What would you expect? Encana cuts back because the price of natural gas is deeply depressed, BlackBerry struggles to see its goods and lays off staff by the hundreds, and the silence of the fired employees fills the land.
But don’t fool with education at any level, because its practitioners are instantly out front castigating the heartless, purblind government and its minions denying important courses to their students.
Thus our North Shore university’s president, Kris Bulcroft, is getting big heat for cutting lesser, mostly artsy programs – though some are in the commerce area, as MLA Ralph Sultan points out, and do we need more commerce or not in British Columbia? The fact is that the university is currently running in the red. But universities, carrying the torch of learning, civilization and nasty chants tolerating if not advocating rape (that’s at the University of British Columbia), in some quarters are expected to be bulletproof from an economic recovery that is often lipsticked with words like “fragile.”
Bulcroft is where the buck stops on the Capilano campus.
I haven’t met Bulcroft. But on balance – and with what I rate as a fine balance – Sultan has the more convincing take on the situation than several faculty past and present given ample space in this paper’s letters columns. (One letter writer who called for Bulcroft’s resignation, Bill Schermbrucker, author of a recent book, Crossing Second Narrows, which novelizes Capilano’s early days, lives on a small island which I sometimes retreat to, and, with a population of 350, it’s impossible not to bump into one another.) Sultan’s own academic qualifications hardly need reciting here, though, as both a Harvard graduate and professor with many other ribbons, we can conclude he knows something about higher education.
The core of Sultan’s Oct. 20 letter on this page is that the administration properly cut some programs “which serve a ‘feeder’ function to such larger and more established universities such as UBC,” while protecting programs that lead to degrees within Capilano University itself. The bigger picture is that Cap is no longer an educational farm team, and under Bulcroft is making “the tricky transition from being a great community college to being a great university.”
Overnight, renaming Cap and six other such B.C. colleges didn’t turn them into instant competition for Oxford, Stanford, Toronto or Chicago, or even rubbing a distant shoulder with them. Harvard wasn’t Harvard when it opened in 1636 either.
The truculent members of the Capilano faculty may have a fair argument that progress to real university status beyond the name has been too slow.
Notable by their omission: Maclean’s current annual university grading issue ignores Capilano and the other instant universities. Some listed, like Fredericton’s St.
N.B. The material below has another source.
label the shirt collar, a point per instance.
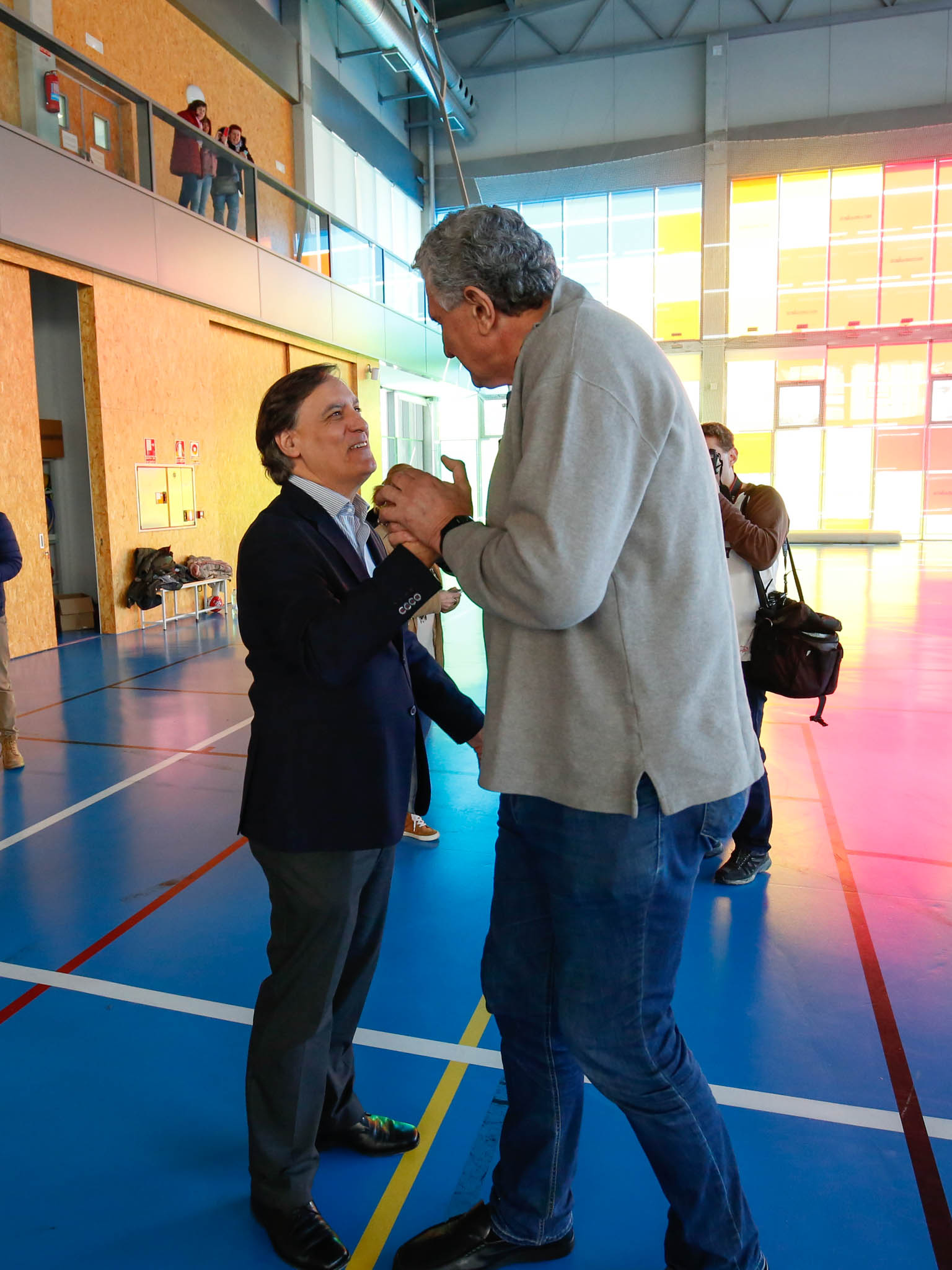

Thomas (2,489 full-and part-time students) and Cape Breton (3,200), are small. Capilano in contrast claims an enrolment of more than 10,000. Predictably, the magazine’s ratings make some institutions very angry and unco-operative, but you can be sure they’re read avidly in academe, not to say by parents scouting higher education possibilities for their loved ones.
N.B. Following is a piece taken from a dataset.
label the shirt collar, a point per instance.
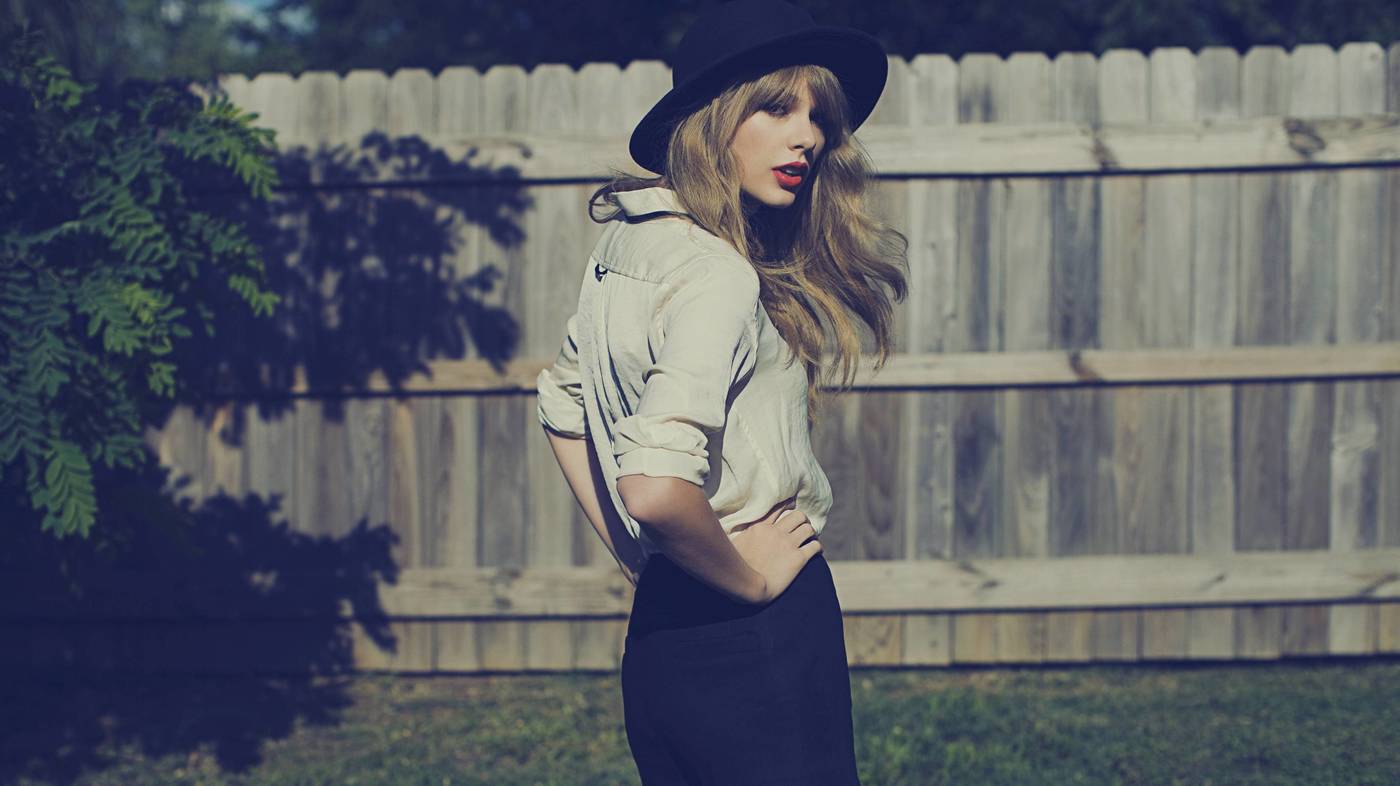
(647, 201)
If there’s a fatal flaw in all this, I think it lies here: Then-premier Gordon Campbell made a big, fat political pitch, not an educational judgment, in elevating the seven colleges in 2008 – yes, just five years ago – to university status.
Promotion by magic wand.
This observer wasn’t the only skeptic. Vancouver Sun columnist Vaughn Palmer drily noted: “There’s the old joke about what the boss offers when he can’t provide a raise: a new title.”
Thus the evolution Sultan wisely identifies. Inevitably, many, including some faculty above all, think it’s too slow. Others, very likely including the bean-counters who have to make this transition, say: Too fast. As the Goldilocks story affirms, you can’t even get the porridge temperature just right for everyone.
Unbelievably, a paper I’m too kind to name printed extravagant praise written by distant (read: eastern) chain correspondents when Alice Munro won the Nobel Prize for literature.
None mentioned that Munro spent years living in Vancouver, North Vancouver and West Vancouver.
Likely the only now and future Nobel laureate to have actually resided here, and not a word about it. If my old colleague Ron Riter spotted this omission – there’d have been no omission.